"Essa é uma notícia muito boa para os mercados alemães", exultou na quinta-feira 11 o economista Joachim Fels, do Morgan Stanley Dean Witter em Frankfurt, ao saber que o ministro das Finanças da Alemanha, Oskar Lafontaine, a cabeça mais à esquerda no atual espectro político europeu, havia pedido o boné. "O empresariado dá as boas-vindas à renúncia de um ministro que estava exclusivamente orientado para a política do lado da demanda", fulminou, sem a menor sutileza, o presidente da Associação dos Empregadores Alemães, Dieter Hundt. Os mercados, de fato, ficaram tão eufóricos com a boa nova que o euro (a moeda única da União Européia), cujo valor tinha declinado de US$ 1,19 (quando foi lançado, em janeiro) para US$ 1,08, subiu para US$ 1,10. A renúncia de Lafontaine, que não deu explicações formais para sua decisão, parece ter pego todo mundo de surpresa, a começar pelo chanceler (chefe de governo) Gerhard Schröder, que lidera a coalizão de centro-esquerda de social-democratas e verdes que assumiu o poder em Bonn em setembro último. "Estou desconcertado", afirmou o chanceler aos jornalistas.
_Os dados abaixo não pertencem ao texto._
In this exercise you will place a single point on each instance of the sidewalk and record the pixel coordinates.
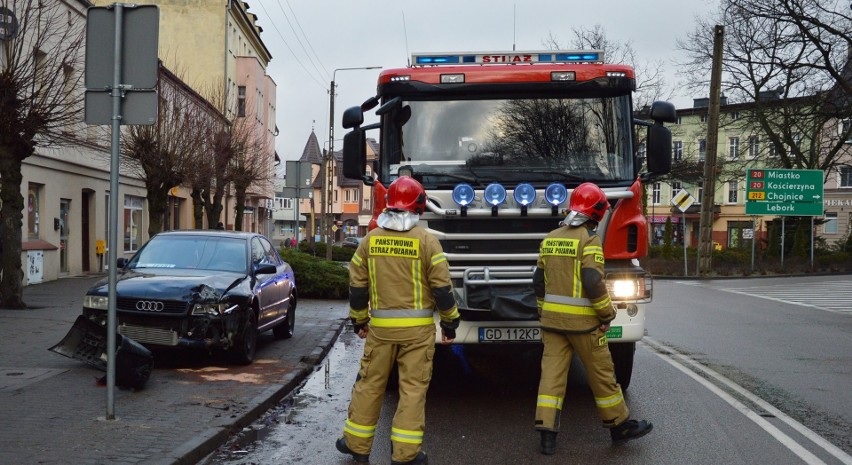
(53, 410)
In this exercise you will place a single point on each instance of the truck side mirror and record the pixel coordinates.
(355, 154)
(352, 117)
(659, 150)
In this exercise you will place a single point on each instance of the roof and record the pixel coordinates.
(312, 152)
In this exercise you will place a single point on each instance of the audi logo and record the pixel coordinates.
(150, 306)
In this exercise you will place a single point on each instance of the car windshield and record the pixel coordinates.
(192, 252)
(524, 140)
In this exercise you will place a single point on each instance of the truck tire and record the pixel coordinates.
(622, 359)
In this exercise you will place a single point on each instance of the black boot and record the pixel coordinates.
(419, 459)
(548, 442)
(629, 430)
(344, 448)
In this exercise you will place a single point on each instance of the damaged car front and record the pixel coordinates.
(200, 291)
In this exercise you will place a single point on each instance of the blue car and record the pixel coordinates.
(204, 289)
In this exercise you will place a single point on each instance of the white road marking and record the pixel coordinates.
(668, 354)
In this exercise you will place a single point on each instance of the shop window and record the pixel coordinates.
(132, 222)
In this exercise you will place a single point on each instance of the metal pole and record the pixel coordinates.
(705, 242)
(117, 89)
(683, 238)
(329, 173)
(812, 242)
(753, 239)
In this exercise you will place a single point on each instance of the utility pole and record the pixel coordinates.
(327, 197)
(705, 238)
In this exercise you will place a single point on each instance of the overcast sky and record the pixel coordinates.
(309, 39)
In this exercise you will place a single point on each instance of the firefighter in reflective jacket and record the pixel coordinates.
(398, 277)
(576, 311)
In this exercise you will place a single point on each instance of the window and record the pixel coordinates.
(734, 148)
(753, 147)
(844, 130)
(846, 176)
(132, 222)
(830, 226)
(676, 187)
(241, 101)
(33, 210)
(678, 150)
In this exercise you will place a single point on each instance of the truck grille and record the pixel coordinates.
(147, 335)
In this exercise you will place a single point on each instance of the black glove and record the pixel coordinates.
(449, 329)
(356, 327)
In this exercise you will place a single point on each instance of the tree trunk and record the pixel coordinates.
(157, 205)
(240, 198)
(198, 205)
(12, 283)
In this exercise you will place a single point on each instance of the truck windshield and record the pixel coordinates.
(531, 140)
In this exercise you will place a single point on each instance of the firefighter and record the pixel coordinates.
(576, 311)
(398, 277)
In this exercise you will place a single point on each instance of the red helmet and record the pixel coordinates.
(588, 199)
(405, 193)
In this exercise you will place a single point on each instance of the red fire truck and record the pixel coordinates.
(499, 140)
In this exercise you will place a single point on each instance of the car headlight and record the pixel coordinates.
(96, 302)
(209, 309)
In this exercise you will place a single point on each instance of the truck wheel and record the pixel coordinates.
(245, 344)
(622, 359)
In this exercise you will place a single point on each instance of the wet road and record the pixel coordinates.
(735, 377)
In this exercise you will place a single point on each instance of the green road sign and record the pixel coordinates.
(784, 192)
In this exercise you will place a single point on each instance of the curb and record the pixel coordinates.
(207, 443)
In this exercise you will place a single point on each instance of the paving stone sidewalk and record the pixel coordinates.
(54, 409)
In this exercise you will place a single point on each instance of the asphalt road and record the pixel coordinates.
(733, 371)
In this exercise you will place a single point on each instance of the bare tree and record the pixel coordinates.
(789, 60)
(251, 164)
(40, 96)
(650, 76)
(162, 154)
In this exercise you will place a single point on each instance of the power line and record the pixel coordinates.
(290, 49)
(296, 18)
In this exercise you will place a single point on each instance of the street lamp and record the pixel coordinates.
(328, 166)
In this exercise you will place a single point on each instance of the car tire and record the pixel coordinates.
(245, 344)
(285, 329)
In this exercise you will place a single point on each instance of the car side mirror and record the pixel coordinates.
(264, 268)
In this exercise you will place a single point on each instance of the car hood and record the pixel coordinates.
(171, 284)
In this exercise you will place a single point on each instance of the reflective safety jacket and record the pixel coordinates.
(397, 279)
(569, 281)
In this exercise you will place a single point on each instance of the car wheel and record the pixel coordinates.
(245, 344)
(285, 329)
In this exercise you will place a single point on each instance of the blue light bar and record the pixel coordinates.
(463, 194)
(506, 58)
(495, 194)
(524, 194)
(555, 194)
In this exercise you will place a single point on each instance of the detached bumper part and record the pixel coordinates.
(86, 341)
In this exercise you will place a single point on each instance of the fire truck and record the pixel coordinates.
(499, 140)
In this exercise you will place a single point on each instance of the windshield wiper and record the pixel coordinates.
(563, 174)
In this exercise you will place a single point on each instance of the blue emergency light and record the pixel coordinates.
(513, 57)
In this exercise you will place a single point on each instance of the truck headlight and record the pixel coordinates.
(96, 302)
(630, 288)
(209, 309)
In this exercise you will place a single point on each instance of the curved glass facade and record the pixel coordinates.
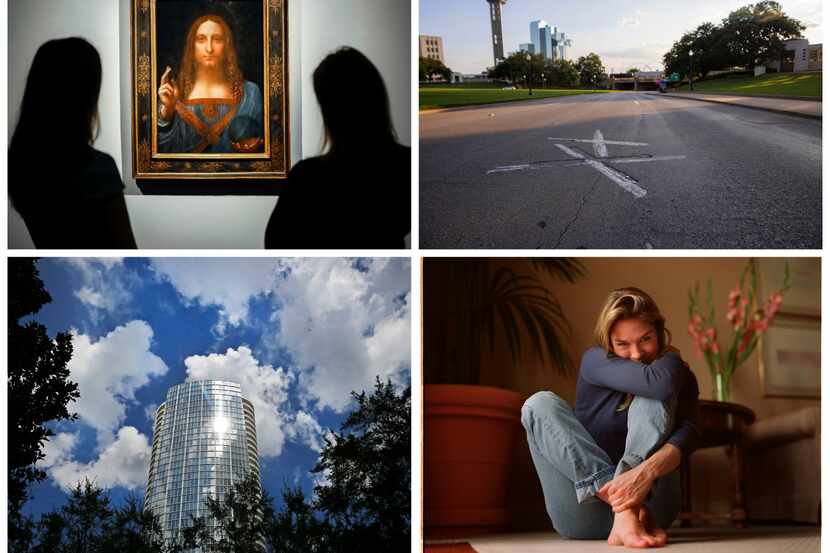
(204, 440)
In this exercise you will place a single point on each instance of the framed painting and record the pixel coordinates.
(789, 363)
(210, 89)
O que mais intrigou os analistas, no entanto, foi que o ministro das Finanças também abandonou a liderança do poderoso Partido Social-Democrata (SPD), de onde poderia entrincheirar-se para defender suas posições. Na sexta-feira 12, Schröder assumiu a chefia do SPD e anunciou o nome do moderado Hans Eichel, premiê do Länder (Estado) de Hessen, como novo ministro das Finanças. "Ele não dança como Fred Astaire e também não canta como Caruso", gracejou Schröder certa feita, ao referir-se à discrição de Eichel. A reação empresarial leva a supor que a substituição do flamejante Lafontaine pelo apagado Eichel marca não apenas uma mudança de estilo, mas da política econômica.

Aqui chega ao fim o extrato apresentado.